The Future of Film Criticism: School or No?

According to a recent article by Tom Shone of The Guardian titled “Should Film Critics Care About Cinematic Technique?” there is an ongoing debate in all of cinema about the future of film criticism. This debate entails whether or not film critics for magazines, blogs, and newspapers should be required to undergo some form of formal film education in order to better understand things such as, but not limited to, camera work, the film which a movie is shot on, and direction styles. As it currently stands most critics stick to things that do not require a film-school education to critique; these are things such as the acting style and the storyline/plot of the film.

Current critics argue that if they are required to go to film school, through the understanding of the work that is put into each individual shot created by the artistic vision of the director that they may not feel comfortable criticizing as harshly on the more trivial things such as acting. This would stem from an appreciation of everything that the actor, director, and camera worker had to put into each individual frame to create the piece, despite how amazing or poorly acted this scene, let alone all the scenes, might be. Still other critics claim that they should only have the experience of seeing a movie once, without a full understanding of how everything works, because this is the experience the audience would get, and let’s face it: that is who is going to be reading these reviews.

The counter argument states that these things that are learned in a formal film education are what make up the, as said by Matt Zoller Seitz of New York Magazine, “nuts and bolts” of film. To know what goes into the making of a film is to fully understand and comprehend what it means to have that movie. In a day and age where we, as a people, are overrun with technology, we can use the internet to find out anything and everything in a plot summary of a film even before it is released. If a critic is able to tell the audience, which is a key word in both sides of the debate, what makes the cinematography of this particular film in comparison to all other films, whether good or bad, could completely change the outcome of how people see that particular piece of art.

The fact that a film is just that, a work of art, is often forgotten.
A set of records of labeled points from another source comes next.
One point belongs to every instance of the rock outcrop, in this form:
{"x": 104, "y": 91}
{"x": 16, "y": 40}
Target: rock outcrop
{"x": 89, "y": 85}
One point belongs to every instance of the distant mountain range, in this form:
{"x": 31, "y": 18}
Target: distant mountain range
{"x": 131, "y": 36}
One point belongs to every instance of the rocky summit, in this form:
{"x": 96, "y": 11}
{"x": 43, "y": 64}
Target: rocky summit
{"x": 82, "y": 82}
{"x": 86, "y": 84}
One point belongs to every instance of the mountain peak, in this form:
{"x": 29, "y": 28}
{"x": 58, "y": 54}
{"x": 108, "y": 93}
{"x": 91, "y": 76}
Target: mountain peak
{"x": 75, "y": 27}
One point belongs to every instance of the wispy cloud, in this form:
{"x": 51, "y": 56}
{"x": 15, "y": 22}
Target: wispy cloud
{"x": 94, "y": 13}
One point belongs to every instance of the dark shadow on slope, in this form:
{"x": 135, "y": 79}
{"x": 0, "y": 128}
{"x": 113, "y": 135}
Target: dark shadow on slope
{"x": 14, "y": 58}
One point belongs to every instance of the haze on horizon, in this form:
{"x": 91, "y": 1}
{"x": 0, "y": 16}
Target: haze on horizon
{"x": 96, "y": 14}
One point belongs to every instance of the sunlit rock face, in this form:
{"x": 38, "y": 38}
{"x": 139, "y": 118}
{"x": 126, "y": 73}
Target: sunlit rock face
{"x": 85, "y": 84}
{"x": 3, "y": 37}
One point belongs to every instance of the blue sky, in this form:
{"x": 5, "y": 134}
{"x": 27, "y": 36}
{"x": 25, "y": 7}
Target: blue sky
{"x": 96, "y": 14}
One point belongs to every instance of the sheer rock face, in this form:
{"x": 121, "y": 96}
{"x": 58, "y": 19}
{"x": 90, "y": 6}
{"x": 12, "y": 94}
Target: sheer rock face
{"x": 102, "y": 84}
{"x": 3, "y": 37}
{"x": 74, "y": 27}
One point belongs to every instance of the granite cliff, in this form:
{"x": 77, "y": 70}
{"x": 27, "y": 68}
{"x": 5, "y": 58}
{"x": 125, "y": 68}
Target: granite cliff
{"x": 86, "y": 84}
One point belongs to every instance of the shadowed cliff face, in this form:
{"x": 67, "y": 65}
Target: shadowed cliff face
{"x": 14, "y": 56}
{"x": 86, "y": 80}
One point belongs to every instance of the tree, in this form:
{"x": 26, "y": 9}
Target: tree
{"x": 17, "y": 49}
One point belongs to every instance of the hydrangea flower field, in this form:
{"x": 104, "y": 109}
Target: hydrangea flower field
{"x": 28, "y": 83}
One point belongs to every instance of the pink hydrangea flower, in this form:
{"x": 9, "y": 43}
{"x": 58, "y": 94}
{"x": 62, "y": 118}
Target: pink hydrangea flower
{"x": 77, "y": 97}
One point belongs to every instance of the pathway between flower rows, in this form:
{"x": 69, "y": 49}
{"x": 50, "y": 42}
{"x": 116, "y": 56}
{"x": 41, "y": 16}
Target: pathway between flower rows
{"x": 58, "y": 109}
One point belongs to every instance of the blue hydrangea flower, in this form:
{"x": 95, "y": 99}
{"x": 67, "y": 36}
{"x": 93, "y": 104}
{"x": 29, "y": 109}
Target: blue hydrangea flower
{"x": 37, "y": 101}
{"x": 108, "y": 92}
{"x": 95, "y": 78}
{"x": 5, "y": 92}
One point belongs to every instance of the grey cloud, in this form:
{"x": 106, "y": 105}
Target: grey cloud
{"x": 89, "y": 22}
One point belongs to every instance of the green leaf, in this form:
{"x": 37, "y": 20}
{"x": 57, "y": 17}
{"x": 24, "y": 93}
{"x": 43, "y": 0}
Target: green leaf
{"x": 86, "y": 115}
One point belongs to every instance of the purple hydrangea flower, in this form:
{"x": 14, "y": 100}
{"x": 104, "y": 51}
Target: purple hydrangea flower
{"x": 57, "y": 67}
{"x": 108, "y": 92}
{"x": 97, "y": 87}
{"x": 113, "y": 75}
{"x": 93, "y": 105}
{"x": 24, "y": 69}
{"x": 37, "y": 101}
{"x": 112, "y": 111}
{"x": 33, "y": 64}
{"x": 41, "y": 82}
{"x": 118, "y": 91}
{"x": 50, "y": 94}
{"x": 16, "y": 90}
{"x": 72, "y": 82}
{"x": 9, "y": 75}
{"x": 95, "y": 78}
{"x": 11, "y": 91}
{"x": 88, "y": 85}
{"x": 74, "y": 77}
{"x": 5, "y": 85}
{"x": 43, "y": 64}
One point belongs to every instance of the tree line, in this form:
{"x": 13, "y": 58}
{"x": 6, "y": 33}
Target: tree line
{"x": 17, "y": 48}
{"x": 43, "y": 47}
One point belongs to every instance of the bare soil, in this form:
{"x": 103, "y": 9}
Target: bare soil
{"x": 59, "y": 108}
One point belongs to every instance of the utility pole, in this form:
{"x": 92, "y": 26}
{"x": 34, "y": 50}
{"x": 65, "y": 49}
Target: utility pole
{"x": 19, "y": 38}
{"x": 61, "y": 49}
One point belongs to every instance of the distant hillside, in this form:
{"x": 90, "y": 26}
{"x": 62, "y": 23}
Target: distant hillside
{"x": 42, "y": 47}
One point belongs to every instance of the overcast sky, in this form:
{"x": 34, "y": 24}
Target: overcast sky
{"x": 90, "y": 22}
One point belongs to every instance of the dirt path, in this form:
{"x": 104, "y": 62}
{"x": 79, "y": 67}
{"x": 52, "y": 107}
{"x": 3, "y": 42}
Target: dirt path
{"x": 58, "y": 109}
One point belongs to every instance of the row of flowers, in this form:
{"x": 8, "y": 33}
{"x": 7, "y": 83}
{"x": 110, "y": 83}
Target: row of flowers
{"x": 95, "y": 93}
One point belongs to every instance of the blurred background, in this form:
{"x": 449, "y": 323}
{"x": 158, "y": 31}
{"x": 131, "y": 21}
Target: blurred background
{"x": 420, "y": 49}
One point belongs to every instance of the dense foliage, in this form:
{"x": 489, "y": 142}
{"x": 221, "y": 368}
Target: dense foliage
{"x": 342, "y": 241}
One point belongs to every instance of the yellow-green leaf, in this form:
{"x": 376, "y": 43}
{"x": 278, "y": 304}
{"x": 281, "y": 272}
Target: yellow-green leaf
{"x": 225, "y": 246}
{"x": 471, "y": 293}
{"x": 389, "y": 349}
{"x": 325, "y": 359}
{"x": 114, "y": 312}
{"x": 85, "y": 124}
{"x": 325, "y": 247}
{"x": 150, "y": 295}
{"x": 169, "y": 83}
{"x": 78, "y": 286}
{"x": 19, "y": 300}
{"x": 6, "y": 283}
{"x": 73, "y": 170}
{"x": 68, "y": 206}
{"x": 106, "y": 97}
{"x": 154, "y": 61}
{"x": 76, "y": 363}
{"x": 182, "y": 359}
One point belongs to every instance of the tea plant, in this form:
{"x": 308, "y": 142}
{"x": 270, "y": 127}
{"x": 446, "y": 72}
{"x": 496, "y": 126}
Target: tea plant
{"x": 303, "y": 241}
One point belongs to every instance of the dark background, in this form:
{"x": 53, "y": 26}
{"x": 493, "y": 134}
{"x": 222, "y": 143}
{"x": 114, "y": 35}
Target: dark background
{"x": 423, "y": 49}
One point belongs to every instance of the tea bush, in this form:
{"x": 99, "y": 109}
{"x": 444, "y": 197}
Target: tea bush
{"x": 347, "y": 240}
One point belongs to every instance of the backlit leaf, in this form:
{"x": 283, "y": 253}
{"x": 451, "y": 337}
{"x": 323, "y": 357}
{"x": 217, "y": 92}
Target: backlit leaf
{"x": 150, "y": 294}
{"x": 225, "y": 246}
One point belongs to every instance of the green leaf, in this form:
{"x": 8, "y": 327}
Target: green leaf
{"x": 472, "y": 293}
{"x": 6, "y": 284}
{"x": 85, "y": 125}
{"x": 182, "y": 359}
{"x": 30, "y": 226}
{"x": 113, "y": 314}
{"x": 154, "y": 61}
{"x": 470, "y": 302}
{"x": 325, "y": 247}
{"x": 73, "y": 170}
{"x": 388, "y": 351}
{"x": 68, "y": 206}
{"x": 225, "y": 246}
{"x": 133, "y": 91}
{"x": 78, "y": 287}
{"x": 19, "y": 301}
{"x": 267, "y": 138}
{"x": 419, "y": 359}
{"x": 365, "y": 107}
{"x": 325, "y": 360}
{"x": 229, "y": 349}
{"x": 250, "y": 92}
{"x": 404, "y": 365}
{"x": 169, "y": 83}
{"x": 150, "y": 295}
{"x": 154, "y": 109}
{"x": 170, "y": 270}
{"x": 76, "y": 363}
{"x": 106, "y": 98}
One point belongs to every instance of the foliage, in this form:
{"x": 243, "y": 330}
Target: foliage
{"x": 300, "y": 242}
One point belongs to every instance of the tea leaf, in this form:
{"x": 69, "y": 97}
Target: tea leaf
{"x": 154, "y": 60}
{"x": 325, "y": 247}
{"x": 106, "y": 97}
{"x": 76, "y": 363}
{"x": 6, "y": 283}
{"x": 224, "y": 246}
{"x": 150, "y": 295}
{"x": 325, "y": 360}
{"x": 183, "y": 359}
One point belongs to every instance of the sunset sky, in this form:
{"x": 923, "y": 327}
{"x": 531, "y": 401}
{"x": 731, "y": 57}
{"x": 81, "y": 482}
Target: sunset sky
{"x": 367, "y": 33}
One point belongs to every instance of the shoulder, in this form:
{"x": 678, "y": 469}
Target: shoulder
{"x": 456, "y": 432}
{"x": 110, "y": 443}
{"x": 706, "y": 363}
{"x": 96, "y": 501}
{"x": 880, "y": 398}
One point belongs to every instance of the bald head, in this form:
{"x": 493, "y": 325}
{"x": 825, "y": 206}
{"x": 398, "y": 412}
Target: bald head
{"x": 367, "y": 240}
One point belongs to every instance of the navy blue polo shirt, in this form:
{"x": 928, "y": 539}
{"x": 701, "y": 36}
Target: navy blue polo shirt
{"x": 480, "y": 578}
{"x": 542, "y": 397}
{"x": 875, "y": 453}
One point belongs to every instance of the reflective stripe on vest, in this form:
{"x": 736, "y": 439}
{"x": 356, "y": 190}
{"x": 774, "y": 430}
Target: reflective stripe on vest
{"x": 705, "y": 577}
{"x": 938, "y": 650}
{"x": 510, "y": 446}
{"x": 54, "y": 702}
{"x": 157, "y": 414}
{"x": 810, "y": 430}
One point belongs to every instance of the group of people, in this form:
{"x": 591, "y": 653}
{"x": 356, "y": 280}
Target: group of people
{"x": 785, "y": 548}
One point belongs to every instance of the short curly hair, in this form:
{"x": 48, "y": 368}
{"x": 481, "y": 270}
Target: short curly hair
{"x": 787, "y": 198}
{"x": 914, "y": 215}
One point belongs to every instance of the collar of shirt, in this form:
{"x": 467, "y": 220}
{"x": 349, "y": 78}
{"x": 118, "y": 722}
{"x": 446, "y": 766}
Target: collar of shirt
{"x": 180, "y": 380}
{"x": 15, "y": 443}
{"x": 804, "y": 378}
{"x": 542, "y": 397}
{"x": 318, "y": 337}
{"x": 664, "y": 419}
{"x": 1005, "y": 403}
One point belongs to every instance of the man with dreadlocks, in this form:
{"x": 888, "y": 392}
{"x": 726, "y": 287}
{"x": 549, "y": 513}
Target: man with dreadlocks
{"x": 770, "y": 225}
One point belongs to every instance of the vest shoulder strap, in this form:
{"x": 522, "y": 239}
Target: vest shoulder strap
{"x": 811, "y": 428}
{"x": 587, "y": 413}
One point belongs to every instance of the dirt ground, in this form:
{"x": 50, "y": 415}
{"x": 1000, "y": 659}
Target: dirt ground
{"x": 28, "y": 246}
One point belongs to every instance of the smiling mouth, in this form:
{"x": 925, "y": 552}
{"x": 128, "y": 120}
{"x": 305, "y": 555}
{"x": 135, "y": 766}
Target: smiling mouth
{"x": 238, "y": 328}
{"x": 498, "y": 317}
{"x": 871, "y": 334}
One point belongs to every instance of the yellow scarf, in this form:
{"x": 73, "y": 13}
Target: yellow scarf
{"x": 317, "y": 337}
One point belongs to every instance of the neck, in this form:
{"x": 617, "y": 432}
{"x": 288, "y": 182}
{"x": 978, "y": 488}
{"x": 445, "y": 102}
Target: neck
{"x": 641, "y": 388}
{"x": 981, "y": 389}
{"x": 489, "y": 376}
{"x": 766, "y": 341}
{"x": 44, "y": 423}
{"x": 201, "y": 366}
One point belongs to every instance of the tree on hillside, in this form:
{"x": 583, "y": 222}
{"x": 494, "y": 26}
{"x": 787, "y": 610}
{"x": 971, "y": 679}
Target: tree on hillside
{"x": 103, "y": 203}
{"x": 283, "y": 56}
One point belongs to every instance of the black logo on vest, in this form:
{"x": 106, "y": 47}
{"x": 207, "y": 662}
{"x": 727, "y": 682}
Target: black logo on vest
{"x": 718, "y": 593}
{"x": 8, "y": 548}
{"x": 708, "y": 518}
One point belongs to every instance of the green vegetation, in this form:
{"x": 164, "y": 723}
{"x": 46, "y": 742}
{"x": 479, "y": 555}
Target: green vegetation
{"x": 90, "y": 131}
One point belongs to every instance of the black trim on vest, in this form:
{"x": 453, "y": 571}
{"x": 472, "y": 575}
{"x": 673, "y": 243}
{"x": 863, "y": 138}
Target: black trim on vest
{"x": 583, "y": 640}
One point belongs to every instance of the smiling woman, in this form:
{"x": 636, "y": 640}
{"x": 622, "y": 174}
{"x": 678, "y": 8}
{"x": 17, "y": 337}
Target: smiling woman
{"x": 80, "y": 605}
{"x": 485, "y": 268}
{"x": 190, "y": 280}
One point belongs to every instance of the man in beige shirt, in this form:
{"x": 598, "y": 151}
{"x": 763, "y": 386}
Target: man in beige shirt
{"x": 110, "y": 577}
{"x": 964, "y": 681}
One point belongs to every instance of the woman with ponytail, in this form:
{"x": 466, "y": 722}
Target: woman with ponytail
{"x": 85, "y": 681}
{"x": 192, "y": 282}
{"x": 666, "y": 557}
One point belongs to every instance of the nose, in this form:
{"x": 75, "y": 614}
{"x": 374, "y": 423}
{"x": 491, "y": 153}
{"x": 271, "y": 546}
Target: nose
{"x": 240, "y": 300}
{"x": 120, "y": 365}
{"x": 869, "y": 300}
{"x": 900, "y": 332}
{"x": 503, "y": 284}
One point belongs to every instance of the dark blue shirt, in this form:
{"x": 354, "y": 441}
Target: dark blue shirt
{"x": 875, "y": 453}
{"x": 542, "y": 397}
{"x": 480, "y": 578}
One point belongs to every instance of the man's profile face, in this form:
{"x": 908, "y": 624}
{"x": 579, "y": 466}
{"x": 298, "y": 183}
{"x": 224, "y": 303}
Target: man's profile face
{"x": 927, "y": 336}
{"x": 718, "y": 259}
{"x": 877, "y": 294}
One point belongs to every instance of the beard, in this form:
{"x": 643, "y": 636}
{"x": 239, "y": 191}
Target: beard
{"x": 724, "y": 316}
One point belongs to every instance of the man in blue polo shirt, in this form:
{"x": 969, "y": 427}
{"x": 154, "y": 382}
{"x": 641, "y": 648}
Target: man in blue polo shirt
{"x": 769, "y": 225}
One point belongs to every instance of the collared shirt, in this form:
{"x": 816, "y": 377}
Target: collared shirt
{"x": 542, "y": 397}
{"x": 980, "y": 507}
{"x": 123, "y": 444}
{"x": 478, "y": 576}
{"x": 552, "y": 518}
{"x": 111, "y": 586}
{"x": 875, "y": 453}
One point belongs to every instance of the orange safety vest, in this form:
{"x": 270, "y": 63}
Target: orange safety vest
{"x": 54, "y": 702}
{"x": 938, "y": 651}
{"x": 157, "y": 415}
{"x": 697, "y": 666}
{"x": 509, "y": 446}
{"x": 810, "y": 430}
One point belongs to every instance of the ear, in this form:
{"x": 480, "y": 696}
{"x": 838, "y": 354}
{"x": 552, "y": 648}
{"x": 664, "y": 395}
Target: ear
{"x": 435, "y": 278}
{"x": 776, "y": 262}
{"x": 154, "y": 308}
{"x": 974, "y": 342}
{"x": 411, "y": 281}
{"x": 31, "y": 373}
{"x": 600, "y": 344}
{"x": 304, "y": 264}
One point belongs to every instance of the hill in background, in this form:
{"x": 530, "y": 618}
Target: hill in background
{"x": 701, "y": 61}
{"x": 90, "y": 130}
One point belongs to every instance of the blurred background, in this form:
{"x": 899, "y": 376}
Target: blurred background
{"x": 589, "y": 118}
This begs the question ‘would people actually care to know how a certain scene was shot?’. Unfortunately art isn’t what sells cinema. A strong line of well-known actors, whether it be for their looks or their talent, a major producer, and an at least pseudo-entertaining script is all that is required to catch the attention of the typical movie goer. So then, is it really necessary for critics to write about things such as camera angles or visual effects? Would the general public read it, or would it be another student loan that unfortunately in today’s society went unnoticed?